Chacha - she will in fact be a year behind versus the French system. In France she would take her bac at 17 years old, in 2031. In England she will do A-levels at 18, in 2032.
"You'll need to apply for her school place basically as soon as she turns 3 (the deadline is mid-January but applications open in September normally)"
This may be true for a child with a Summer birthday Rueawakening but is not correct for a child with an October birthday.
I have a child with an October birthday, you will be applying for a school place at approx the time of your child's 4th birthday. You apply to your LEA (local education authority i.e. your local council). This is usually done on-line via the Council website.
For pre-school education (from 3 onwards) you apply directly to the nursery or pre-school. I would recommend applying in the September before your child's second birthday.
A lot of the pre schools here you have to sign them up from birth they are that popular. My niece is due to start in 2 years time there is already 90 on the list for 24 spaces. It is done first come first served not on distance.
I've never seen that with a preschool. Maybe if they're really exclusive ones. You're right though that preschools are done first come first served or whatever their selection criteria is. But primary school places are allocated by the LEA and everyone gets a fair shot.

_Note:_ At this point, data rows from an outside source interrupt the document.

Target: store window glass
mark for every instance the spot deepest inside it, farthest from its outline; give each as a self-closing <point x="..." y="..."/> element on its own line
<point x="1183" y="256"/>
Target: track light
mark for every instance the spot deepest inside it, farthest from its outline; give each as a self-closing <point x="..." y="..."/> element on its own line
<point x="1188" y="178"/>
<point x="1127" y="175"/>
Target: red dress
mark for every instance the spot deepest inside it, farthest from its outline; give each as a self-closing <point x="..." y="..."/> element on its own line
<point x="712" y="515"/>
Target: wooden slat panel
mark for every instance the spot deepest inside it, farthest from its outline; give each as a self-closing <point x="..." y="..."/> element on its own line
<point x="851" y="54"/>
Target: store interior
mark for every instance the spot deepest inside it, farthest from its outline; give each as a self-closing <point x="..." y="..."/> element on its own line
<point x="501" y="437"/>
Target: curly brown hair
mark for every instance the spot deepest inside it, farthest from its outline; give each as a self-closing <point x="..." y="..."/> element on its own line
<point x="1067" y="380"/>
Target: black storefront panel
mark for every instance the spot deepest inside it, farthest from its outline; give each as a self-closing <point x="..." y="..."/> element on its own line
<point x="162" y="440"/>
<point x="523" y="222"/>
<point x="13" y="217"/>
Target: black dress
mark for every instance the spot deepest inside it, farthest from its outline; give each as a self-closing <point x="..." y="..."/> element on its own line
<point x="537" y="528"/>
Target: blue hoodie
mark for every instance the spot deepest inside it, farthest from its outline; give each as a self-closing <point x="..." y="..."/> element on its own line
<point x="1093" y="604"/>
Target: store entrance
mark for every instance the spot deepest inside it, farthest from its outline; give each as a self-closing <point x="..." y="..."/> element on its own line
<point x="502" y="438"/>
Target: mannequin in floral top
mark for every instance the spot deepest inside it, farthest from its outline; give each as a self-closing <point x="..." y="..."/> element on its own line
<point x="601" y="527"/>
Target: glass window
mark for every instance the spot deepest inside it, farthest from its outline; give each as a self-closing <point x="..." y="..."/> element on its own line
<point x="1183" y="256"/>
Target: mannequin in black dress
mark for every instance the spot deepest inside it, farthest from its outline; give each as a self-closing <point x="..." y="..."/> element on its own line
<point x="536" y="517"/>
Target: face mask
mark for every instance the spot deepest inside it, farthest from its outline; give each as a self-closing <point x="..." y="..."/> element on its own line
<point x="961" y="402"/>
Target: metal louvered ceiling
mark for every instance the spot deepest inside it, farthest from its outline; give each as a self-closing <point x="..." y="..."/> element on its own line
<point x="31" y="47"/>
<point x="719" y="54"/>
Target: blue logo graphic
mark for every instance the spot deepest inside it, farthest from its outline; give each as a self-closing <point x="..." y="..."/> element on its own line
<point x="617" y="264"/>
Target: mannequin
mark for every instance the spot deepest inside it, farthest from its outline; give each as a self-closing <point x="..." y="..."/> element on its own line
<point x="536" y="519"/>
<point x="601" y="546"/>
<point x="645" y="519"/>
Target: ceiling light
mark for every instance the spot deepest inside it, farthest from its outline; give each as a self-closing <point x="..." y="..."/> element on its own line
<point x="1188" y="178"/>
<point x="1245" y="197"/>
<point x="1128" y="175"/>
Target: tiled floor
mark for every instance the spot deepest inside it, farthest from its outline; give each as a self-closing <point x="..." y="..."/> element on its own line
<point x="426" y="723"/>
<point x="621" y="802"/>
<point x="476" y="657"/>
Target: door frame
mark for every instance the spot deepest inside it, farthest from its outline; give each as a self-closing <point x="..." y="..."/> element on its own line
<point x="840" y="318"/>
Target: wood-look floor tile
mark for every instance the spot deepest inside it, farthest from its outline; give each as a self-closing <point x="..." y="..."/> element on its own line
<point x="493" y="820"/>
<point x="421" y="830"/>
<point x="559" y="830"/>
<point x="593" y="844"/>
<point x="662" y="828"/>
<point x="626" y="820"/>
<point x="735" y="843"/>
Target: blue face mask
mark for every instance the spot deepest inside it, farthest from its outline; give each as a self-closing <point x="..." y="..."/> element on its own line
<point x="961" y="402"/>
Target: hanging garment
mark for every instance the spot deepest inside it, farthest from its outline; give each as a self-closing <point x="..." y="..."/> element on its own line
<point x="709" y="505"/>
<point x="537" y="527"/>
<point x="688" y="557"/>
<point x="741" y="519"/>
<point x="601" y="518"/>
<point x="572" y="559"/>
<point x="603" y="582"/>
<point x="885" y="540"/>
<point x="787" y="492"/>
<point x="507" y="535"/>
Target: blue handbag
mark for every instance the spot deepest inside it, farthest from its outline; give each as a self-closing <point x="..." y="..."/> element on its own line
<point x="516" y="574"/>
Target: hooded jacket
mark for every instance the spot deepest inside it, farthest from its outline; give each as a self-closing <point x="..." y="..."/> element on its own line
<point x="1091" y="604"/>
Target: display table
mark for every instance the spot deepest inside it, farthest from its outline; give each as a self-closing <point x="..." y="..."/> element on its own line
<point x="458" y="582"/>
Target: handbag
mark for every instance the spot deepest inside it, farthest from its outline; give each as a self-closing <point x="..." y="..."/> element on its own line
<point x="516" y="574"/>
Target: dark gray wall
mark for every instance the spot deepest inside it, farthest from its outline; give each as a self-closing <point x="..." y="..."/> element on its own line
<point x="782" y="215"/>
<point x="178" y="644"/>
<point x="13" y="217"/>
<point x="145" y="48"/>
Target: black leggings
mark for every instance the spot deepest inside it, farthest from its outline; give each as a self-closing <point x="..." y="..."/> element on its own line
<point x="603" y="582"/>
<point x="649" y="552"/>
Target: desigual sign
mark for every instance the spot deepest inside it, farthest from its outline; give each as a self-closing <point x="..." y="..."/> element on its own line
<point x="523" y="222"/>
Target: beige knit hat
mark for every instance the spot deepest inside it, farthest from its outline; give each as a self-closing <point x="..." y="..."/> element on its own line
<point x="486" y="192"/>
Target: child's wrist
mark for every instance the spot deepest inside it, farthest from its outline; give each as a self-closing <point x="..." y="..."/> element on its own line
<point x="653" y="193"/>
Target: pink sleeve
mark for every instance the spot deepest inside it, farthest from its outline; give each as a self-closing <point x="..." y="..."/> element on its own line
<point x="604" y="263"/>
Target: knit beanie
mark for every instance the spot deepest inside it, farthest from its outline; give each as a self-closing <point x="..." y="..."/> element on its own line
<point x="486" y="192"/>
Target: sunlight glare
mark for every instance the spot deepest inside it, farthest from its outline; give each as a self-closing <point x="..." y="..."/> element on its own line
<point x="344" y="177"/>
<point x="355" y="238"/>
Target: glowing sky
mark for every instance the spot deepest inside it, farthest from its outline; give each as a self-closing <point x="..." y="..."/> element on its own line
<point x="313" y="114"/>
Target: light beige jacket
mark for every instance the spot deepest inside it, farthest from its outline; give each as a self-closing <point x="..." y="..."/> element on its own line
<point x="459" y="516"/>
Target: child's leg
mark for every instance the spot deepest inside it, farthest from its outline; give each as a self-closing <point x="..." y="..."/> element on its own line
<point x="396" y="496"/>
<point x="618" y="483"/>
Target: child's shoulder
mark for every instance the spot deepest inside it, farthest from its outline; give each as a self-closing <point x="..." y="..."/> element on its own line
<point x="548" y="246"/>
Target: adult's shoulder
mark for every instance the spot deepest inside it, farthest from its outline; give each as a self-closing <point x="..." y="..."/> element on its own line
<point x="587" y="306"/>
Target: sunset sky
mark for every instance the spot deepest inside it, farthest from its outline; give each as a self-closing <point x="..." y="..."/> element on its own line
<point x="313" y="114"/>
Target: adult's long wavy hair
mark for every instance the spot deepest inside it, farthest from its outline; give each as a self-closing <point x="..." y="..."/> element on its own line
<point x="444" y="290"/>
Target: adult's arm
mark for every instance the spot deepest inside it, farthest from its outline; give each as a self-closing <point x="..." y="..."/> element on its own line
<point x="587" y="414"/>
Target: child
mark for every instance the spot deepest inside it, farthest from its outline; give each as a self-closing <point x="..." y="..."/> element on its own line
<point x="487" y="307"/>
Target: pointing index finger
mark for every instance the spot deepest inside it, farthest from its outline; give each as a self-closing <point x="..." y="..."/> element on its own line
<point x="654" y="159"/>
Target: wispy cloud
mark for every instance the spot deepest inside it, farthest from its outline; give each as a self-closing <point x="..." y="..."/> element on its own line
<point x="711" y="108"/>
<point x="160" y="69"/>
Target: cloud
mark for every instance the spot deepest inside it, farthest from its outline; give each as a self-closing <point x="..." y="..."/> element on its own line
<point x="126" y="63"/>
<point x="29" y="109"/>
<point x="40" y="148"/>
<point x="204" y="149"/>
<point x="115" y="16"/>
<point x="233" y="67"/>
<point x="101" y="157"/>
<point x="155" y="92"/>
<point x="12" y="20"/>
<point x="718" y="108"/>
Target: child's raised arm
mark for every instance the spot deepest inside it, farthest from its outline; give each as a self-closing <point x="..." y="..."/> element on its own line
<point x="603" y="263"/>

The ones at the five local schools are all like this. Certainly not exclusive just inner city ones in an ok area. The only ones you would get here applying 6 months before would be the ones in the deprived areas.
Pre-school and LEA nursery are not first-come first served in my area, but use admissions criteria similar to schools.
I meant that you apply ONE YEAR before you start pre-school not six months.
I would check on your local board what criteria are used locally to you.